CB5217 – Reflecting Beethoven – Sonates pour piano n° 8, 16 et 17 - Herbert Schuch (Avi-Music)

Herbert Schuch aime mettre en relation des compositions d’aujourd’hui avec des œuvres plus anciennes. Beethoven a déjà été plusieurs fois l’objet de cette démarche : ses Bagatelles, mises en miroir avec la Musica Ricercata de Ligeti (CAvi-music 2019), le troisième concerto pour piano avec celui de Viktor Ullmann (Oehms 2013), ainsi que ce dernier titre paru chez Avi-Music en 2020 : Reflecting Beethoven. Le pianiste y propose trois sonates de Beethoven auxquelles il adjoint trois pièces contemporaines. Pathétique Variations est de la plume de Mike Garson, pianiste américain bien connu des scènes jazz et rock. Ses variations ont l’allure d’improvisations même si elles sont bel et bien écrites, et se nourrissent des thèmes de la sonate du même nom. La Sonate de Leander Ruprecht évoque quant à elle la cavalcade qui aurait peut-être inspiré Beethoven lors de la composition de la Sonate « La Tempête ». Ces deux œuvres font partie du Project 250 Piano Pieces for Beethoven lancé en 2013 par Susanne Kessel. Au milieu du programme, Schuch insère Coups de dés en écho de notre compatriote Henri Pousseur, évoquant une influence inconsciente de l’Allemand sur le Liégeois… Intéressante mise en perspective et très belle interprétation.

CB1931 – Symphonie 9 – Fantaisie pour piano, chœur et orchestre - Pablo Heras-Casado, Freiburger Barockorchester, Zürchersing-Akademie (Harmonia Mundi)

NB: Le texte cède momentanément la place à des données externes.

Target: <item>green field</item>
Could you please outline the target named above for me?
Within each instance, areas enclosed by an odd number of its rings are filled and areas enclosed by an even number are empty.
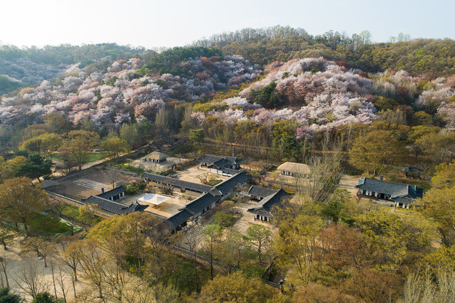
[[[37,213],[30,224],[36,228],[48,233],[63,233],[71,230],[71,227],[53,218]]]
[[[88,159],[88,161],[92,162],[93,161],[97,161],[97,160],[100,160],[100,159],[105,158],[106,156],[107,156],[107,152],[94,152],[90,154],[90,156]],[[49,159],[52,161],[63,161],[58,154],[53,154],[49,157]]]

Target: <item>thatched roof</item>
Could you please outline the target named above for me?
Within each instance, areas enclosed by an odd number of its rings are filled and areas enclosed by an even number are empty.
[[[162,152],[154,152],[146,155],[145,158],[151,159],[152,160],[166,160],[168,156],[169,156]]]
[[[289,171],[300,175],[311,174],[311,167],[301,163],[284,162],[277,169],[279,171]]]

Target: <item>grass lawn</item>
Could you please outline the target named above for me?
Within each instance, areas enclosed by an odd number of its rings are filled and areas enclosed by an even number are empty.
[[[35,215],[30,225],[33,228],[48,233],[62,233],[71,230],[71,228],[68,225],[54,219],[50,216],[41,213]]]
[[[100,159],[103,159],[105,158],[107,156],[107,152],[94,152],[90,154],[90,156],[88,159],[89,162],[92,162],[93,161],[97,161],[100,160]],[[49,157],[49,159],[50,160],[53,161],[62,161],[62,159],[60,158],[60,155],[58,154],[54,154],[52,156],[50,156]]]

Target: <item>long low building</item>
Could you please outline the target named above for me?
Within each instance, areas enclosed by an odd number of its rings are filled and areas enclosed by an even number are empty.
[[[97,196],[90,196],[86,199],[82,199],[82,202],[86,204],[95,204],[102,211],[112,215],[124,215],[135,211],[143,211],[149,207],[148,206],[141,205],[137,202],[133,202],[128,205],[122,204]]]
[[[284,162],[277,169],[283,176],[300,176],[309,178],[311,175],[311,167],[301,163]]]
[[[253,185],[248,190],[247,195],[249,196],[251,199],[261,201],[267,196],[272,195],[276,192],[277,191],[273,189]]]
[[[245,186],[250,177],[245,171],[237,174],[215,186],[176,179],[150,173],[144,173],[141,176],[148,182],[173,186],[185,190],[202,193],[203,194],[185,206],[178,209],[178,213],[169,217],[166,224],[169,230],[175,232],[186,225],[188,221],[194,220],[215,206],[232,193],[237,186]]]
[[[255,207],[248,209],[248,212],[255,215],[255,220],[270,222],[274,216],[274,208],[281,206],[284,201],[289,201],[294,196],[282,188],[273,191],[274,193],[262,199]]]
[[[188,182],[187,181],[179,180],[175,178],[167,177],[165,176],[157,175],[151,173],[144,173],[141,177],[144,179],[147,182],[156,182],[159,184],[170,186],[175,188],[183,188],[188,191],[196,191],[197,193],[208,193],[215,188],[209,185],[200,184],[198,183]]]
[[[392,201],[395,207],[410,208],[410,206],[415,202],[417,198],[423,196],[423,188],[415,185],[389,182],[372,178],[360,178],[357,185],[358,196]]]

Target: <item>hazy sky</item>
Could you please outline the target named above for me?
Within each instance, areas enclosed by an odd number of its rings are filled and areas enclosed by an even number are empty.
[[[213,33],[275,25],[311,35],[368,30],[455,38],[453,0],[1,0],[0,42],[18,46],[115,42],[183,46]]]

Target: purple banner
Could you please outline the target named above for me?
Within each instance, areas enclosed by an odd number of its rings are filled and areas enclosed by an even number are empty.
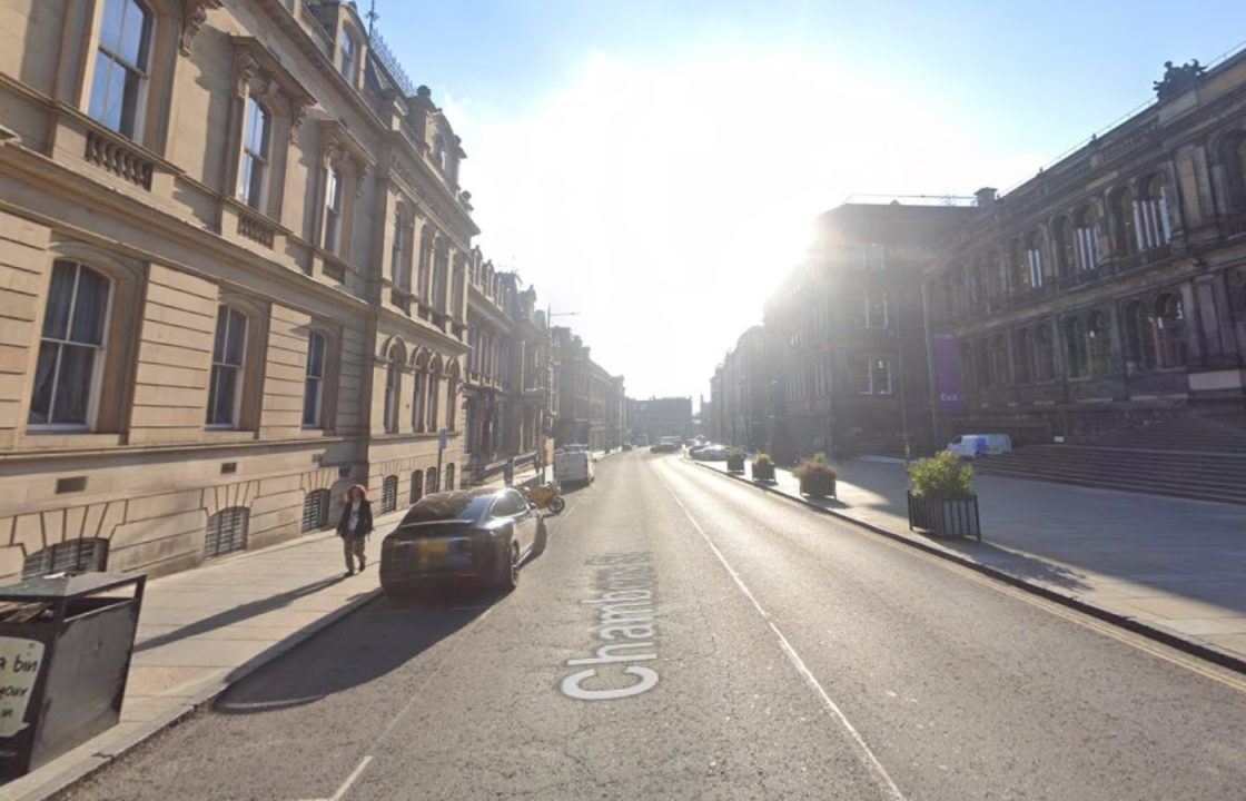
[[[934,335],[934,381],[938,385],[938,407],[961,410],[961,363],[956,356],[956,335]]]

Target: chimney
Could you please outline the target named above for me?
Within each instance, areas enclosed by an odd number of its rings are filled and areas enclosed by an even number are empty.
[[[978,208],[991,208],[996,204],[996,199],[999,197],[999,189],[994,187],[982,187],[973,193],[977,198]]]

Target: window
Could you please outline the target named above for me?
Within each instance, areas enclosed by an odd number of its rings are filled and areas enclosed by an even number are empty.
[[[329,524],[329,491],[313,490],[303,497],[303,531],[320,531]]]
[[[1159,248],[1172,238],[1168,193],[1164,188],[1164,181],[1159,176],[1151,176],[1143,182],[1141,194],[1135,204],[1135,216],[1140,249]]]
[[[891,395],[891,359],[855,356],[852,386],[858,395]]]
[[[1121,315],[1125,333],[1125,359],[1131,370],[1155,367],[1155,338],[1151,334],[1151,315],[1146,304],[1135,300],[1125,306]]]
[[[1077,216],[1077,264],[1079,270],[1099,267],[1099,216],[1085,206]]]
[[[238,199],[254,209],[263,211],[268,194],[272,117],[254,97],[247,97],[245,108],[242,163],[238,168]]]
[[[396,349],[390,351],[389,365],[385,367],[385,431],[397,431],[397,392],[402,372],[399,367]]]
[[[212,346],[212,376],[208,382],[209,426],[238,426],[245,353],[247,318],[222,304],[217,308],[217,338]]]
[[[338,254],[341,244],[341,171],[330,166],[324,189],[324,249]]]
[[[866,289],[861,299],[857,325],[861,328],[886,329],[890,324],[887,290],[878,287]]]
[[[354,86],[355,77],[359,73],[359,45],[345,26],[341,29],[340,47],[338,70],[341,72],[341,77],[346,78],[346,82]]]
[[[21,577],[25,579],[50,573],[102,571],[107,563],[107,539],[97,537],[70,539],[27,556],[21,563]]]
[[[1087,369],[1090,375],[1106,375],[1111,356],[1108,315],[1095,311],[1087,321]]]
[[[203,556],[212,558],[245,549],[249,516],[249,510],[234,506],[209,517],[203,537]]]
[[[381,514],[397,508],[397,476],[385,476],[381,482]]]
[[[1181,306],[1181,299],[1166,291],[1155,299],[1153,309],[1156,366],[1185,366],[1185,310]]]
[[[427,392],[425,386],[427,377],[422,369],[416,367],[415,370],[415,390],[411,392],[411,430],[424,431],[425,430],[425,417],[424,417],[424,396]]]
[[[95,425],[112,282],[75,262],[55,262],[44,309],[29,422]]]
[[[88,113],[140,140],[152,49],[152,12],[138,0],[105,0]]]
[[[1064,353],[1069,377],[1079,379],[1087,375],[1090,356],[1087,354],[1087,331],[1080,318],[1069,318],[1064,321]]]
[[[303,427],[324,427],[324,335],[308,334],[307,377],[303,380]]]

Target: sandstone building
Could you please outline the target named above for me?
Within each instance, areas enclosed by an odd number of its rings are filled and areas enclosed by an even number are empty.
[[[461,483],[464,152],[353,4],[0,0],[0,581]]]

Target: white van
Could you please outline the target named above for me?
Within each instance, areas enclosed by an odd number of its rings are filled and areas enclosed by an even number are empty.
[[[947,450],[961,458],[998,456],[1012,450],[1012,437],[1007,434],[962,434],[947,443]]]
[[[593,482],[593,456],[588,451],[563,451],[553,455],[553,480],[563,487]]]

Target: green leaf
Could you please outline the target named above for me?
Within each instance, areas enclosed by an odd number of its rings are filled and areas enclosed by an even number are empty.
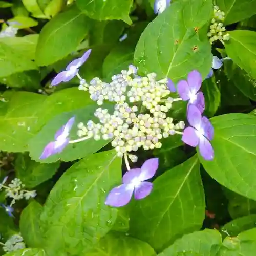
[[[40,229],[40,216],[42,206],[35,200],[32,201],[22,211],[19,228],[26,244],[33,248],[42,246],[42,234]]]
[[[208,117],[214,115],[221,103],[221,92],[215,81],[215,77],[203,81],[201,90],[205,100],[204,114]]]
[[[221,236],[217,230],[205,229],[184,236],[158,255],[213,256],[221,244]]]
[[[0,1],[0,8],[6,8],[12,6],[12,3],[8,3],[5,1]]]
[[[23,152],[34,135],[38,119],[37,113],[47,96],[28,92],[13,93],[6,114],[0,119],[0,149]]]
[[[28,58],[0,40],[0,77],[37,69],[35,64]]]
[[[40,33],[36,52],[37,64],[52,64],[75,51],[88,27],[88,18],[75,7],[56,15]]]
[[[146,243],[121,233],[110,232],[100,240],[86,256],[155,256],[154,249]]]
[[[49,251],[81,255],[110,230],[117,210],[104,202],[108,191],[121,181],[121,162],[114,150],[92,155],[57,182],[41,216]]]
[[[126,232],[129,229],[130,217],[125,208],[118,209],[116,222],[112,230],[119,232]]]
[[[28,35],[22,37],[4,37],[0,38],[0,44],[3,42],[11,47],[13,51],[27,57],[29,59],[35,59],[35,48],[38,39],[38,35]]]
[[[230,40],[225,44],[227,55],[242,69],[256,79],[256,32],[229,31]]]
[[[18,23],[16,24],[14,23],[12,24],[12,27],[17,28],[19,29],[26,29],[31,27],[35,27],[38,25],[38,22],[33,18],[29,17],[15,17],[14,18],[8,19],[8,22],[15,22]],[[33,35],[30,35],[30,36]]]
[[[99,20],[121,19],[132,24],[129,13],[133,5],[132,0],[77,0],[77,6],[88,17]]]
[[[33,188],[51,179],[59,167],[58,162],[41,164],[33,161],[27,154],[19,154],[15,163],[17,177],[28,188]]]
[[[212,5],[210,0],[176,1],[151,22],[135,51],[140,72],[155,72],[159,78],[176,82],[196,69],[205,77],[212,56],[204,26],[211,18]]]
[[[199,168],[195,156],[157,178],[150,196],[134,202],[129,233],[158,251],[184,233],[199,229],[205,207]]]
[[[26,248],[6,253],[4,256],[46,256],[46,254],[41,249]]]
[[[217,0],[220,9],[225,12],[224,24],[231,24],[256,14],[256,0]]]
[[[256,80],[251,78],[244,70],[229,61],[225,63],[228,78],[245,96],[256,100]]]
[[[225,224],[221,228],[221,231],[225,236],[234,237],[253,227],[256,227],[256,214],[236,219]]]
[[[249,199],[232,191],[225,189],[228,199],[228,211],[233,219],[251,214],[256,214],[256,201]]]
[[[92,120],[95,122],[97,122],[97,120],[98,121],[98,119],[94,117],[95,110],[94,105],[89,105],[83,109],[63,113],[54,117],[30,141],[28,149],[31,158],[42,163],[53,163],[60,159],[61,161],[69,162],[82,158],[86,156],[96,152],[105,146],[109,142],[109,140],[101,139],[96,141],[93,138],[91,138],[78,143],[70,144],[61,153],[53,155],[46,159],[39,159],[46,145],[54,140],[54,135],[56,132],[65,125],[70,118],[72,116],[75,117],[75,122],[70,133],[70,139],[77,139],[77,127],[79,122],[82,122],[86,124],[89,120]]]
[[[219,183],[248,198],[256,200],[256,117],[232,113],[216,116],[211,144],[215,156],[205,161],[199,155],[208,173]]]

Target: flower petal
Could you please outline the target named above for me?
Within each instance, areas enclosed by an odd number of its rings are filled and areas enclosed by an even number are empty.
[[[205,116],[202,118],[201,127],[204,131],[204,135],[209,140],[214,138],[214,126],[209,120]]]
[[[187,106],[187,118],[190,125],[199,129],[202,120],[200,111],[195,105],[190,104]]]
[[[214,152],[212,146],[204,136],[200,137],[199,140],[199,151],[206,160],[212,160],[214,159]]]
[[[140,168],[141,172],[140,175],[140,180],[143,181],[152,178],[158,168],[158,158],[151,158],[147,160]]]
[[[198,92],[196,94],[196,99],[193,104],[195,105],[202,113],[205,109],[204,94],[202,92]]]
[[[187,127],[184,130],[181,140],[184,143],[193,147],[197,146],[199,142],[196,130],[193,127]]]
[[[191,71],[187,75],[187,83],[191,92],[198,92],[202,84],[202,76],[197,70]]]
[[[135,187],[134,198],[139,200],[145,198],[152,191],[153,184],[148,181],[143,181],[139,185]]]
[[[205,78],[206,79],[209,78],[210,77],[211,77],[213,75],[214,75],[214,70],[212,69],[212,68],[211,68],[209,74],[207,75]]]
[[[214,69],[219,69],[222,65],[223,63],[218,57],[216,56],[214,56],[212,58],[212,68]]]
[[[67,71],[62,71],[59,73],[53,79],[51,83],[52,86],[55,86],[64,81],[64,79],[67,75]]]
[[[170,78],[168,78],[168,81],[167,82],[167,86],[170,92],[172,93],[175,93],[176,91],[176,88],[175,88],[175,86],[174,85],[174,82]]]
[[[123,184],[114,187],[109,194],[105,204],[120,207],[127,204],[132,198],[134,187]]]
[[[131,169],[128,170],[123,176],[123,182],[125,184],[130,183],[134,178],[139,178],[140,173],[140,168]]]
[[[190,99],[190,91],[187,82],[185,80],[180,81],[177,85],[178,93],[183,100],[187,100]]]

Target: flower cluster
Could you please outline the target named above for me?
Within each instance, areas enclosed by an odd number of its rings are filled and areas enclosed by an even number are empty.
[[[224,44],[224,40],[229,40],[229,34],[223,33],[226,31],[226,28],[222,23],[225,19],[225,13],[219,10],[217,5],[214,7],[214,15],[210,26],[210,31],[207,33],[207,36],[210,38],[211,44],[214,41],[220,40]]]
[[[171,0],[155,0],[154,12],[156,14],[162,13],[170,5]]]
[[[188,74],[187,81],[180,81],[178,92],[183,100],[188,100],[187,120],[190,126],[185,129],[182,141],[193,147],[198,145],[202,156],[207,160],[214,158],[214,150],[210,143],[214,137],[214,127],[209,119],[202,117],[205,109],[204,97],[199,92],[202,84],[202,77],[197,71]]]
[[[96,77],[88,83],[78,74],[78,68],[90,53],[89,50],[81,58],[73,60],[57,75],[52,84],[68,81],[77,75],[80,79],[79,90],[87,91],[92,100],[99,106],[106,101],[114,102],[114,110],[98,108],[94,113],[97,122],[90,120],[87,123],[78,123],[77,134],[79,138],[75,140],[69,138],[75,121],[74,117],[71,117],[55,134],[55,140],[46,145],[40,159],[61,152],[68,144],[90,138],[111,140],[117,156],[124,157],[128,170],[123,177],[123,184],[112,189],[105,202],[115,207],[128,203],[134,192],[135,199],[141,199],[152,189],[153,184],[145,181],[154,176],[158,166],[157,158],[146,161],[140,168],[130,169],[129,158],[136,162],[138,157],[135,154],[139,148],[160,148],[161,139],[177,134],[182,135],[185,143],[193,147],[198,145],[204,158],[212,159],[210,141],[213,138],[213,127],[206,117],[202,117],[205,102],[203,94],[199,91],[202,81],[199,72],[194,70],[188,74],[187,81],[178,83],[177,91],[180,98],[176,98],[171,97],[176,88],[170,79],[158,80],[154,73],[139,76],[133,65],[130,65],[128,70],[114,75],[109,83]],[[168,116],[173,104],[180,100],[188,101],[187,115],[190,126],[184,132],[184,122],[175,122]]]
[[[13,216],[12,212],[14,209],[12,206],[16,201],[23,198],[28,200],[30,198],[35,197],[36,196],[36,193],[35,190],[29,191],[24,189],[24,185],[17,178],[15,178],[8,185],[5,185],[8,178],[8,177],[6,177],[0,183],[0,190],[4,188],[5,192],[5,197],[11,199],[12,201],[9,206],[6,206],[3,204],[1,204],[1,206],[10,216]]]
[[[14,37],[18,33],[18,29],[12,25],[18,23],[16,22],[7,22],[9,25],[6,29],[0,32],[0,38],[3,37]]]
[[[15,251],[26,248],[20,233],[13,234],[2,245],[3,249],[6,252]]]

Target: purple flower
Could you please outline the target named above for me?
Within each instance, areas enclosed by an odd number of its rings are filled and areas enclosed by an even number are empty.
[[[168,78],[168,81],[167,82],[167,86],[170,92],[172,93],[175,93],[176,91],[176,88],[175,88],[175,86],[174,85],[174,82],[170,78]]]
[[[11,206],[8,205],[6,206],[4,204],[1,204],[1,206],[4,208],[5,211],[7,212],[8,215],[11,217],[14,217],[14,216],[12,214],[12,212],[14,211],[14,209]]]
[[[162,13],[170,5],[171,0],[155,0],[154,12],[156,14]]]
[[[45,147],[39,159],[45,159],[54,154],[60,153],[69,144],[69,133],[75,121],[75,117],[70,118],[55,134],[54,141],[51,141]]]
[[[223,60],[226,59],[231,59],[231,58],[229,57],[226,57],[226,58],[220,59],[216,56],[214,56],[214,57],[212,58],[212,65],[211,66],[210,72],[207,75],[206,78],[207,79],[211,77],[214,75],[214,69],[219,69],[223,65]]]
[[[184,130],[182,141],[191,146],[199,145],[202,156],[205,160],[212,160],[214,149],[209,141],[214,138],[212,125],[207,117],[202,117],[200,111],[194,105],[188,106],[187,120],[191,126]]]
[[[177,84],[177,90],[183,100],[189,100],[188,105],[197,106],[201,111],[205,109],[204,96],[202,92],[198,92],[202,84],[202,76],[197,70],[193,70],[187,76],[187,81],[180,81]]]
[[[68,82],[76,76],[79,71],[80,68],[89,58],[91,49],[88,50],[84,54],[78,59],[71,61],[66,68],[66,70],[58,74],[54,79],[52,81],[52,86],[57,86],[61,82]]]
[[[123,176],[122,185],[114,188],[106,198],[105,204],[116,207],[127,204],[134,191],[134,198],[139,200],[148,196],[153,184],[144,181],[152,178],[158,168],[158,158],[146,160],[141,168],[132,169]]]

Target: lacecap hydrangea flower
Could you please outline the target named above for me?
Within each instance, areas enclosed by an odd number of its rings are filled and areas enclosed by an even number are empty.
[[[153,184],[145,181],[152,178],[158,168],[158,158],[146,160],[141,168],[132,169],[123,176],[123,184],[114,188],[109,193],[105,204],[116,207],[126,205],[132,199],[140,200],[148,196]]]
[[[69,134],[74,122],[75,117],[71,117],[65,125],[57,131],[54,136],[55,140],[46,145],[40,159],[44,159],[52,155],[60,153],[69,144]]]
[[[188,104],[197,106],[201,113],[205,108],[204,96],[199,90],[202,85],[202,76],[197,70],[193,70],[187,76],[187,81],[182,80],[177,84],[177,91],[183,100],[188,100]]]
[[[171,0],[155,0],[154,12],[156,14],[162,13],[170,5]]]
[[[91,51],[91,49],[88,50],[81,58],[76,59],[71,62],[67,66],[66,70],[62,71],[55,76],[54,79],[52,81],[51,85],[52,86],[55,86],[61,82],[68,82],[76,75],[80,80],[82,80],[78,74],[79,68],[87,60]]]
[[[187,120],[191,126],[185,129],[182,141],[193,147],[199,146],[202,156],[207,160],[214,158],[214,149],[210,141],[214,138],[214,127],[209,119],[202,117],[201,111],[194,105],[187,108]]]

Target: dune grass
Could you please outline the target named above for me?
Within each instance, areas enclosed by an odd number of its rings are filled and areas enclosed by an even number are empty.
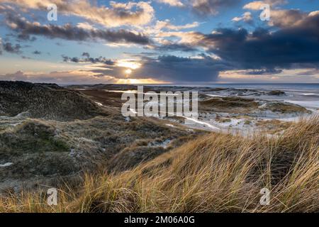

Quelle bonne idée de faire suivre la Neuvième Symphonie (1824) par la Fantaisie chorale (1808) ! Il est en effet très rare que ces deux œuvres soient couplées sur le même disque. Et dans cet ordre (l’Ode à la joie précédant la Fantaisie), cela nous permet de découvrir à rebours le cheminement parcouru par Beethoven de l’une à l’autre. Outre la parenté de la mélodie, elle-même quasi identique à un lied composé en 1794, la construction et la manière d’amener le chœur au sein d’une composition instrumentale est similaire : réservée au final d’une œuvre en quatre mouvements, des éléments de la partie vocale sont égrénés depuis le premier mouvement. L’entrée des solistes et du chœur ne crée donc pas de rupture et apparaît comme l’apothéose de ce qui la précède. Le texte de la Fantaisie est un poème de l’Autrichien Christoph Kuffner, tandis que Friedrich von Schiller est l'auteur du très célèbre Ode à la joie. Le livret de ce disque paru chez Harmonia Mundi apporte un éclairage bienvenu sur l’histoire de ces deux œuvres. Très belle interprétation par le Freiburger Barockorchester sous la direction de Pablo Heras-Casado.